Some background
As most of us know, accelerating to relativistic speeds requires truly astronomical amounts of energy. I have internalized that a ship carrying enough energy/fuel to accelerate to near-lightspeed by its nature also carries enough energy to destroy a planet several times over, even ignoring the fact that the near-C ship could just ram a planet to explode it rather effectively. The trick, though, is carrying enough stored energy onboard the ship to accelerate to those preposterous speeds, and then decelerate again at some point. Fuel has mass, and mass requires more fuel to accelerate it at the same rate as less mass, and so there is no way, in my understanding, to store enough energy aboard a ship to reach speeds like 0.5C, let alone 0.99C as is popular in these types of discussions. The answer to this problem is to not store the energy on the ship at all, but to beam it into the ship remotely. This is called beam propulsion, and is stupidly easy if you have something like a Dyson Sphere. I'm sure many of you are already familiar with this, but for those who are not, basically, a ship is built with large sail-like structures (think solar sails) that are targeted and fired on by intense and focused beams of energy that have access to astronomical amounts of energy, pushing the ship at a constant and high rate of acceleration for prolonged periods.
In-universe context; and main question
In the sci-fi universe I am building, Dyson Spheres, or stellar engines or whatever you want to call them, are common, albeit very expensive installations, and human civilization overall is very adept at beam propulsion, aided in no small part by their prodigious energy budget. Ships are sent between star systems at speeds often exceeding half of lightspeed (0.5C), and civilized space is formed into a network of these beam-powered routes that many of you might know as a concept called an Interstellar Laser Highway system.

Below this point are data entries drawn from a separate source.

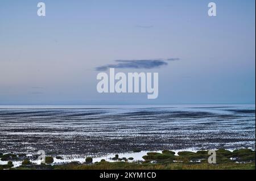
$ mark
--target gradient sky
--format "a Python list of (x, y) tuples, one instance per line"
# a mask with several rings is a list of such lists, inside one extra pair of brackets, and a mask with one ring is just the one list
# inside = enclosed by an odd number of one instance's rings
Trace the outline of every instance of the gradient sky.
[[(0, 104), (255, 103), (255, 15), (254, 0), (1, 0)], [(158, 72), (156, 99), (97, 91), (97, 67), (171, 58), (116, 70)]]

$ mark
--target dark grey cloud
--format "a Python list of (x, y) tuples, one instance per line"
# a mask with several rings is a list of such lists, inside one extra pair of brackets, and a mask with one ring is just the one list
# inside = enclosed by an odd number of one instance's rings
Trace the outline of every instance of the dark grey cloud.
[(160, 68), (164, 65), (167, 65), (168, 60), (177, 60), (168, 58), (166, 60), (156, 59), (156, 60), (115, 60), (115, 64), (108, 64), (102, 65), (96, 68), (96, 70), (98, 71), (105, 71), (109, 68), (117, 69), (154, 69)]

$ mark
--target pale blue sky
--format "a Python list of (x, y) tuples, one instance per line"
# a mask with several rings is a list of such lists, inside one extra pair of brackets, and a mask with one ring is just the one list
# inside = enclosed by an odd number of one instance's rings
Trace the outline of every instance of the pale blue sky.
[[(0, 1), (0, 104), (255, 103), (255, 1)], [(158, 72), (156, 99), (97, 91), (97, 67), (170, 58), (117, 69)]]

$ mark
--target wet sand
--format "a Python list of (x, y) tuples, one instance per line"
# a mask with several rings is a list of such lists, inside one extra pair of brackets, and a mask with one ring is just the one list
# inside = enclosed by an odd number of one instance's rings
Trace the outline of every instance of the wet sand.
[(255, 149), (255, 105), (0, 109), (0, 152)]

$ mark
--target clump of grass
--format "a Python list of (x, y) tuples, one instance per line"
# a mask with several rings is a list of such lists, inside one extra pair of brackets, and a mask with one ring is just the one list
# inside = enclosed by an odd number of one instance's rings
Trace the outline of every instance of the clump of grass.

This works fine for traveling between systems with established infrastructure to speed you up at one end and then slow you down again at the other, but what about traveling to uninhabited systems where no infrastructure has been built yet?
Technologies and limitations
In the setting, I have decided that energy can be stored as photons within chambers lined completely with a perfectly reflective substance, trapping photons indefinitely. This method of power storage would be extremely energy dense, and I have read that light confined in this way, at a certain point of energy density, will start behaving something like a gas, and exert pressure, establishing an upper limit to how much energy can be stored in these chambers. So, say we have a starship en route to an uninhabited system. It was propelled to about 0.5C by a stellar laser back in a nearby frontier system, and has been traveling for a few centuries now. I have been trying to figure out a way for this ship to decelerate at its destination, and have tried to avoid having it use the energy it has stored onboard, for fear that it will not be anywhere near enough, but I can think of no other way that does not involve magic or cartoon physics.
The question, expounded
This question has multiple facets:
- Exactly how much energy is needed to decelerate a ship from (or for that matter accelerate it to) 0.5C ? I am badly under-informed in all kinds of mathematics, and energy is among my weakest areas in math, so I hope someone smarter than me will see the way.
- Exactly how much energy could be stored in one of those photon-imprisonment chambers of a given internal volume, according to current understanding, ignoring the issue of how to get the photons in and out of the chamber? Would the energy stored in one of these chambers of a reasonable size be enough to decelerate a craft from 0.5C?
- I've heard that photons have mass, and so would the mass of the light trapped aboard the ship amount to anything that could alter the ship's delta-V? I am also assuming in this setting that they have futuristic engines that can essentially convert electrical energy directly into velocity, among the setting's only clarketechs. Would the photon-imprisonment chambers be superior propulsion to the magical momentum drives if you broke them open? If so, what level of acceleration could they provide?
- What sources or courses can I consult to try to learn how to work out these math problems for myself? where should I go to actually understand things like the standard Rocket Equation or Specific Impulse?